Chcę, żeby każdy Polak znał moje nazwisko
Jak powstał projekt 444, którego jesteś głównym bohaterem? Sesje odbyły się w czterech europejskich miastach - Amsterdamie, Paryżu, Etretat i Berlinie.
Pomysł na projekt 444 to pomysł nowatorski. Początkowo miałem te sesje zrobić tylko dla siebie. Zwiedzić kilka miejsc, zrobić zdjęcia i wrócić do Polski. Kiedy zbliżał się termin wyjazdu, postanowiłem to wszystko usystematyzować i nadać tej idei pewien tor.
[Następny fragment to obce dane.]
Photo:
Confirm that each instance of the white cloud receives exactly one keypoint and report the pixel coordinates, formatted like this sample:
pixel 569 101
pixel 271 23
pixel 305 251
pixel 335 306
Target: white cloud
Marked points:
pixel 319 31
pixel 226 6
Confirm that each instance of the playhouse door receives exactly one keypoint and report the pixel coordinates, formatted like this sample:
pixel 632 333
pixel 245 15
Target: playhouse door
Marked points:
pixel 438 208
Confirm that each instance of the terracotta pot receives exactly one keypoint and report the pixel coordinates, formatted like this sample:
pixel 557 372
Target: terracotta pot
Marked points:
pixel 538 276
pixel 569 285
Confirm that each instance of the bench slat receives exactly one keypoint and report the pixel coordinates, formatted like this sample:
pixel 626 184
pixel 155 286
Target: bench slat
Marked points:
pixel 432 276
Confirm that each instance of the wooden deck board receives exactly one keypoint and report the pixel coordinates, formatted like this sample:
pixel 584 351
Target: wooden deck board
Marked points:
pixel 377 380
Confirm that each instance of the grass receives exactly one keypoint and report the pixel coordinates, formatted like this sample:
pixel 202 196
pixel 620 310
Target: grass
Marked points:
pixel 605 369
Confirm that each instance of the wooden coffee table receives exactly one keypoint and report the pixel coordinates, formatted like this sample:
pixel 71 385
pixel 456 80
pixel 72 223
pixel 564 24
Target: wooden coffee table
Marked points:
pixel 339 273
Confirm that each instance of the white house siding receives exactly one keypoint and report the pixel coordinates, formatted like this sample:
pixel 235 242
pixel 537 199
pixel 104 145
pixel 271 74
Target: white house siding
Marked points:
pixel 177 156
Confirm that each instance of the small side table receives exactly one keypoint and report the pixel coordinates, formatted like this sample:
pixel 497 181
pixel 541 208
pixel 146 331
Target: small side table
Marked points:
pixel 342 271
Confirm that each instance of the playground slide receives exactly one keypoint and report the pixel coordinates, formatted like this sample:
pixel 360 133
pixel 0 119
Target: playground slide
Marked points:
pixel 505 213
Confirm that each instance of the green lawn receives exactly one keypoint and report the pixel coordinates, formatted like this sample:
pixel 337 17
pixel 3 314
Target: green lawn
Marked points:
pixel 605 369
Projekt powstał dzięki ambitnemu i kreatywnemu podejściu mojego managera jak i mojemu. Do współpracy zaprosiliśmy świetnego fotografa - Wojtka Jachyrę, z którym już wcześniej współpracowałem. Wybór Wojtka okazał się strzałem w dziesiątkę.
Co chciałeś przekazać na zdjęciach?
Każe państwo, które odwiedziliśmy, ma w sobie coś charakterystycznego. Ma, oprócz znanych wszystkim punktów, miejsca, o których ludzie nigdy nie słyszeli ani nigdy nie widzieli. Sesje zdjęciowe, które robiłem, mają pokazać zarazem te tajemnicze zakątki i mnie jako modela, który potrafi się w nich odnaleźć. Mam nadzieję, że jeżeli wystarczy finansów, każdy kolejny projekt będzie miał jeszcze większy przekaz.
Które z miast okazało się najbardziej inspirujące?
Nie mogę jednoznacznie powiedzieć, które miejsce zainspirowało mnie najbardziej. Wszystkie miejsca były piękne. Tajemnicze uliczki, ciemne tunele, horyzontalne zetknięcia nieba i skał to widoki, których nie da się opisać.